In European trade, the Swiss Franc showed signs of resilience against a basket of major currencies, marking a modest recovery from recent lows against the US Dollar as the greenback’s momentum waned.
However, despite these gains, the Swiss Franc remains perched near its lowest levels in six weeks against the US Dollar. This downward trajectory comes in the wake of disappointing Swiss growth data for the second quarter of this year, which has dimmed prospects of an interest rate hike by the Swiss National Bank (SNB) later this month.
The USD/CHF pair dipped by 0.2% to 0.8823, reaching a session high of 0.8858. This followed a 0.3% decline on the preceding Friday, marking the second consecutive loss.

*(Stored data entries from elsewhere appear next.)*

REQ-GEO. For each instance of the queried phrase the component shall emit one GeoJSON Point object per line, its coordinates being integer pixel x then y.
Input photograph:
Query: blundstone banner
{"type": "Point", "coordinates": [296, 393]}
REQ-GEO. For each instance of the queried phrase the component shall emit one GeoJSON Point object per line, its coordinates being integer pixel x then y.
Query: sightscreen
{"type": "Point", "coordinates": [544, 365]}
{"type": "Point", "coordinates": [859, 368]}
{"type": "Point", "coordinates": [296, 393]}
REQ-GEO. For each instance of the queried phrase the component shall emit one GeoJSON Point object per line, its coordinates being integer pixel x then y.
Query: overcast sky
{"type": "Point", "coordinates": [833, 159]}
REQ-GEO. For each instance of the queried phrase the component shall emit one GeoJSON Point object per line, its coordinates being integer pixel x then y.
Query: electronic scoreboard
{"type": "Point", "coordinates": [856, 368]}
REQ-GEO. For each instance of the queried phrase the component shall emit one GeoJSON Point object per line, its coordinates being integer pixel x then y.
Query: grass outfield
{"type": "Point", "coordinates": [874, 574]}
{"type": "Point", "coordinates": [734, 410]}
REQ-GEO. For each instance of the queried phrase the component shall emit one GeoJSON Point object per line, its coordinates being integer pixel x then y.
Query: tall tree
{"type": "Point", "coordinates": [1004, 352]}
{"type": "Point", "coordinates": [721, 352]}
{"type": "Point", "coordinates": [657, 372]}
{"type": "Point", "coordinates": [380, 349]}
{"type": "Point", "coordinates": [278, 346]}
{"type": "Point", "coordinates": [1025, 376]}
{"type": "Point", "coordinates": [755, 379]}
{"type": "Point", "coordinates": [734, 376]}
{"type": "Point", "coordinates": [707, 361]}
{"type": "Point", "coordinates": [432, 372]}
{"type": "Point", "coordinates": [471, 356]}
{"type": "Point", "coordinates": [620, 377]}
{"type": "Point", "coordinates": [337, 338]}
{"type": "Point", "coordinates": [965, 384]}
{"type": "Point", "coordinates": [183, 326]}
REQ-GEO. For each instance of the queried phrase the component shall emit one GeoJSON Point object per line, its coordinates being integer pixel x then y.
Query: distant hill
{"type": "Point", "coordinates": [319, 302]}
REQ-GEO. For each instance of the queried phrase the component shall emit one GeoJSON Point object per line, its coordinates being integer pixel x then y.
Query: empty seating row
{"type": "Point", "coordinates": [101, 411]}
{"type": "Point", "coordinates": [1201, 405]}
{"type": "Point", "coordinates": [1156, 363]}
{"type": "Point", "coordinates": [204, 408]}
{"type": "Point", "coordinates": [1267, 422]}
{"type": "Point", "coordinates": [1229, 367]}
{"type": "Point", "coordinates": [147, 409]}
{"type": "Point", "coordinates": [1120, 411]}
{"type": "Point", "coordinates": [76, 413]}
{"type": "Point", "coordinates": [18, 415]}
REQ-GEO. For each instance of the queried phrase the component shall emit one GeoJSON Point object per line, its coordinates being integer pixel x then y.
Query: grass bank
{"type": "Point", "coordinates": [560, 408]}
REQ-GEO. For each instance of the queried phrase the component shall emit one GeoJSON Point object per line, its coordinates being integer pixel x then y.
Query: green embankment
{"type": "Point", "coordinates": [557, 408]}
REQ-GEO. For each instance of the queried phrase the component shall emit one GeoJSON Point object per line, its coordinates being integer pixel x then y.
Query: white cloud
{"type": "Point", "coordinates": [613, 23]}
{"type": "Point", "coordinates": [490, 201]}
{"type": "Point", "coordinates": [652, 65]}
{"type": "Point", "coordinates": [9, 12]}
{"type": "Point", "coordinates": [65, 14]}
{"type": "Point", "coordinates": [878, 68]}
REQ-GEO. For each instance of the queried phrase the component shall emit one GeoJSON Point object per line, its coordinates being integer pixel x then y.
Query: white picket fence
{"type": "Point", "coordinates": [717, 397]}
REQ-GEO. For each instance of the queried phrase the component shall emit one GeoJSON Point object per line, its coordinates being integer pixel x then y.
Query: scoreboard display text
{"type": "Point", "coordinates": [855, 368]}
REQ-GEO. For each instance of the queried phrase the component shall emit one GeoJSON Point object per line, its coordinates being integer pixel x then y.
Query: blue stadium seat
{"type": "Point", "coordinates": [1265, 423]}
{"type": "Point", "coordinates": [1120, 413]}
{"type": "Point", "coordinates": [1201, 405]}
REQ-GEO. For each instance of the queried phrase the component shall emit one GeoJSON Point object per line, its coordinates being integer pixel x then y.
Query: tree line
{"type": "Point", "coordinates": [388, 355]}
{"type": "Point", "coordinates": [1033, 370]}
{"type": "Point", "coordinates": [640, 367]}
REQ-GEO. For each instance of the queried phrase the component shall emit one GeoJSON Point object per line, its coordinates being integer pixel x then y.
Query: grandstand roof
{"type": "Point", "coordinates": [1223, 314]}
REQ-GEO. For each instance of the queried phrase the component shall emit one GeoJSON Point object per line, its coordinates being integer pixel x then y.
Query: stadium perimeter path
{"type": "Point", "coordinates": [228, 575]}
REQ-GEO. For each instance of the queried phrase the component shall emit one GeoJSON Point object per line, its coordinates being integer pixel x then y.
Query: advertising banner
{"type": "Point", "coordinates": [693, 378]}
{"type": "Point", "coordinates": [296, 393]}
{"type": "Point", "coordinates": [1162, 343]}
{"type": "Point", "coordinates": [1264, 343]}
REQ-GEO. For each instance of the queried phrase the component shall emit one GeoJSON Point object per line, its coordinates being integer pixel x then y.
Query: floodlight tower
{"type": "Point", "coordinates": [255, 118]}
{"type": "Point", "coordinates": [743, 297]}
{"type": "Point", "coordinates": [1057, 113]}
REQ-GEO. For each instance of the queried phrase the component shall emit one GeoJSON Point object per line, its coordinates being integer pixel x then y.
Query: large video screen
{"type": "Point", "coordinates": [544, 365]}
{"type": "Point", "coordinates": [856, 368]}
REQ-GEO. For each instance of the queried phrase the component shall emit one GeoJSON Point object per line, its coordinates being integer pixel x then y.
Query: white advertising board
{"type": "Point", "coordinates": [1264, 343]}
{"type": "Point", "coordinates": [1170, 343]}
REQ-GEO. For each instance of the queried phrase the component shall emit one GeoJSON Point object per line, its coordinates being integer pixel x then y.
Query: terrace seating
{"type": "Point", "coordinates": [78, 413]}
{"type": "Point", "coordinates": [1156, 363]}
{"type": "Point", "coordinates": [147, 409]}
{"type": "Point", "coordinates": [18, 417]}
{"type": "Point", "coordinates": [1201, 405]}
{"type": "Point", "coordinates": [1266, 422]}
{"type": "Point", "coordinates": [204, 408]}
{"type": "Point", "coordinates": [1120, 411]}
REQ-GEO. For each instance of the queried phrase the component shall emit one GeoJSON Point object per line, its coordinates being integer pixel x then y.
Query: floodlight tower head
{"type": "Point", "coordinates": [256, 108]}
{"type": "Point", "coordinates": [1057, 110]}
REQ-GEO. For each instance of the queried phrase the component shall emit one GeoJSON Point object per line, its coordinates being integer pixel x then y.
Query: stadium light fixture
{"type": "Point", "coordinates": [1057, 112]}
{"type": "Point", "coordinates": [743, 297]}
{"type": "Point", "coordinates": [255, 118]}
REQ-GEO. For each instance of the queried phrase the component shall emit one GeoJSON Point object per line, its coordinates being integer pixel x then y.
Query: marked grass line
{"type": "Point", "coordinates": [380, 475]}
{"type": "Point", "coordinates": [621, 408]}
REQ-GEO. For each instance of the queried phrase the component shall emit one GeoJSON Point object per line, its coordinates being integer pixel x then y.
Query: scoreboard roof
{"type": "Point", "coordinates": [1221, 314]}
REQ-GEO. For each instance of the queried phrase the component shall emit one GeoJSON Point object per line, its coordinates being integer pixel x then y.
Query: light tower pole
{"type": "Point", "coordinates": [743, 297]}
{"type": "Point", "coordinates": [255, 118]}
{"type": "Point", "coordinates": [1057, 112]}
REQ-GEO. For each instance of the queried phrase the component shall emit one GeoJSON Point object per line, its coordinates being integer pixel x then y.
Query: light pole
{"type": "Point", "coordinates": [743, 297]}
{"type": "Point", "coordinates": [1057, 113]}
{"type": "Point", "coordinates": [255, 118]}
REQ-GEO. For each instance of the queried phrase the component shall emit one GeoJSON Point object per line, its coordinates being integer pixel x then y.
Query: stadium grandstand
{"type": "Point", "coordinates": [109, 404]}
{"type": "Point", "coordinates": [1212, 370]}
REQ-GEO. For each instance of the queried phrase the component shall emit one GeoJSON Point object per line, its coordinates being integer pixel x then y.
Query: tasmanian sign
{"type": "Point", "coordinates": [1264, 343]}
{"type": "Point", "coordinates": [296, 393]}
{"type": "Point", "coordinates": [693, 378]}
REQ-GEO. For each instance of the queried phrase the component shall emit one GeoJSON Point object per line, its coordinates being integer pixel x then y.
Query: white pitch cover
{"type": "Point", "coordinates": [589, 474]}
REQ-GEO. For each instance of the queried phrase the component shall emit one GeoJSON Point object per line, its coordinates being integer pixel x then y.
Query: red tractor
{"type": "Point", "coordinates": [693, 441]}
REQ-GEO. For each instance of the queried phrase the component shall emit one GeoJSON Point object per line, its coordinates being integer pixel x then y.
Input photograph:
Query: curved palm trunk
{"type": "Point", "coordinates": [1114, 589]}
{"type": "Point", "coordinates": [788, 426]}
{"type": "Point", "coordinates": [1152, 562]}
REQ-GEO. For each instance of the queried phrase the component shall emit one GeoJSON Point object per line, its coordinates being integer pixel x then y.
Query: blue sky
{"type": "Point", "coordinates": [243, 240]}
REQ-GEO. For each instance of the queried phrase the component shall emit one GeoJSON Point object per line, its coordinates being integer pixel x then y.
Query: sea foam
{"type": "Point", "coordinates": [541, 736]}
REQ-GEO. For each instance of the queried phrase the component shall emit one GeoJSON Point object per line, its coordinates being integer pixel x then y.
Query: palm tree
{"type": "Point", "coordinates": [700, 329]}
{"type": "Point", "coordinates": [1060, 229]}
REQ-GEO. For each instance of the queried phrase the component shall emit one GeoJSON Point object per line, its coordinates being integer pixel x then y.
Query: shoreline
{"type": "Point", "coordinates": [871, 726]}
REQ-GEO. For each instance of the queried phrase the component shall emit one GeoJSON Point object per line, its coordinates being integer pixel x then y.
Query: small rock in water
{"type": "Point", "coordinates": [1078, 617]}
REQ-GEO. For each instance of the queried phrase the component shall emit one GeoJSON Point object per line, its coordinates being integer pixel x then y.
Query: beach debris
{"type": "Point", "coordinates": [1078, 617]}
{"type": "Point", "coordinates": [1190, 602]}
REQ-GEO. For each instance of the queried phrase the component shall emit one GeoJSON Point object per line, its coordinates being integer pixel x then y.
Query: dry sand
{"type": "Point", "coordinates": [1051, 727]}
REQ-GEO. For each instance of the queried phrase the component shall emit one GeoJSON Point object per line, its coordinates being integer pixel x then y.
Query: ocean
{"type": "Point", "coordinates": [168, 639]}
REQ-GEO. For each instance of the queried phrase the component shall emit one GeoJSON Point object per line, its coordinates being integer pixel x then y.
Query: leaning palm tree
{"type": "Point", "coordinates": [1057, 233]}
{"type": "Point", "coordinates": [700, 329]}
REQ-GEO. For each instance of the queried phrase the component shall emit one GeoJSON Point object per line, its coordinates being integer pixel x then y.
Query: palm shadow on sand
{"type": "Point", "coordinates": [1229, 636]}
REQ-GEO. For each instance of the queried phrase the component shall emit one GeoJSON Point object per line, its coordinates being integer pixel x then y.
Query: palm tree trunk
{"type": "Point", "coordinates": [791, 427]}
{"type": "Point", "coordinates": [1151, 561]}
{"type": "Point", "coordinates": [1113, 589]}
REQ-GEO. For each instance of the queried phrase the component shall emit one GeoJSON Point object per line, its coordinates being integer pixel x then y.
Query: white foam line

These losses were primarily attributed to the release of robust US payroll data in August.
Last week, the Swiss Franc had plummeted to its lowest point in six weeks against the US Dollar, touching 0.8875, as a result of a string of underwhelming Swiss economic indicators.
Swiss Economy
Recent Swiss data has revealed that GDP growth remained stagnant during the second quarter of the year, in stark contrast to the 0.3% growth rate registered in the preceding first quarter. These figures have cast doubt on the likelihood of another 0.25% interest rate hike by the Swiss National Bank during its forthcoming September meeting.
SNB
The Swiss National Bank had previously raised interest rates by 0.25% during the June meeting, elevating it to 1.75%, the highest level since 2008. This move was aimed at countering rising inflationary pressures.
Swiss inflation, as indicated by recent data, has steadied at 1.6% in August, underscoring the SNB’s success in maintaining inflation below the 2% medium-term target.